Our experiment is to do immunofluorescence on HTLV TORC proteins. The reason we are doing immunofluorescence now is to check on my results received from my luciferase assays. The immunofluorescence is used to check the co-localization of the TORC proteins. This allows us to verify whether our TORC mutants are nuclear or cytoplasmic. As mentioned in my previous blogs, our TORCA mutants ideally should be dephosphorylated and would move into the nucleus whereas our TORCD mutants ideally should be phosphorylated and would move into the cytoplasm. With the immunofluorescence experiments, we should be able to found out if our mutants are working correctly.

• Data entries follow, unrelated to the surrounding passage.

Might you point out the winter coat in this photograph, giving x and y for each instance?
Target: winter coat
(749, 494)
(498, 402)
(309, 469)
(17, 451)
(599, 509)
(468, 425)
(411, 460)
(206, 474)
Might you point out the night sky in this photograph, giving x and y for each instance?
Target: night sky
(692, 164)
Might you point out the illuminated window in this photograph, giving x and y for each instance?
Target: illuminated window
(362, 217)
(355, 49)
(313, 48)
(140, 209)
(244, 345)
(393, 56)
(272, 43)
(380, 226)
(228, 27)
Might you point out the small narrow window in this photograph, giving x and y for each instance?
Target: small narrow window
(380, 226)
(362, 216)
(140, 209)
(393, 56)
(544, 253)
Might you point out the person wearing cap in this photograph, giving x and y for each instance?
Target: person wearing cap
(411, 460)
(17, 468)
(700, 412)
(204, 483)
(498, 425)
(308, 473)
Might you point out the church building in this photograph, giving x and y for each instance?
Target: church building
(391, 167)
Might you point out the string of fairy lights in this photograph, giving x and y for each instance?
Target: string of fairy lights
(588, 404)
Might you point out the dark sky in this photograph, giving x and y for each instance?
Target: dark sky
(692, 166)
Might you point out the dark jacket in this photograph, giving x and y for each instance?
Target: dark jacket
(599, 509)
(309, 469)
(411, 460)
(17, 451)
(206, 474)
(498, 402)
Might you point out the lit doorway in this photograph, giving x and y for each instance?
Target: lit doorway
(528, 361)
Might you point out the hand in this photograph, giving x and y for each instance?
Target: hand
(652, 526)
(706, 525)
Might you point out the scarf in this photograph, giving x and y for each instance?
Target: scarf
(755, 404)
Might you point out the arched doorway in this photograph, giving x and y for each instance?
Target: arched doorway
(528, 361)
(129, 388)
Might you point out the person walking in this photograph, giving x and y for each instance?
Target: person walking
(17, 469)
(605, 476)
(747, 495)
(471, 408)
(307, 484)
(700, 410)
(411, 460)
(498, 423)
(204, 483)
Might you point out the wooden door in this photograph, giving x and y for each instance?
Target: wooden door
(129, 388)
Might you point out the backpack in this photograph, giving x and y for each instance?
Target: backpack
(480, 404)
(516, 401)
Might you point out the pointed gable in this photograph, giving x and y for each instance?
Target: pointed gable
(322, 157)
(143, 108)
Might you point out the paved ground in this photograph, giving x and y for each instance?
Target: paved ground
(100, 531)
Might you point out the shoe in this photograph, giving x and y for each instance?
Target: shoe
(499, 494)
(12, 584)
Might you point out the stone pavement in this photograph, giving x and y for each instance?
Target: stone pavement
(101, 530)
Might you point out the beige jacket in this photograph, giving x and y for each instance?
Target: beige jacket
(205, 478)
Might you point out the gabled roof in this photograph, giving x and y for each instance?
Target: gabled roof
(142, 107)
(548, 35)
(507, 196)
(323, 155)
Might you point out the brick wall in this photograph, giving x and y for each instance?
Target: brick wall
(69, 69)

In order to do immunofluorescence, we must first manage a cell line of 293T’s which are human kidney cells. We then have to count and split the cells into plates so that we can evaluate them individually later. The following day, we would have to transfect the proteins into the 293T’s. The day after we would have to fix the cells and then do immunofluorescence. Once the immunofluorescence is done, we are able to view the slides under the microscope to see whether our mutants are cytoplasmic or nuclear.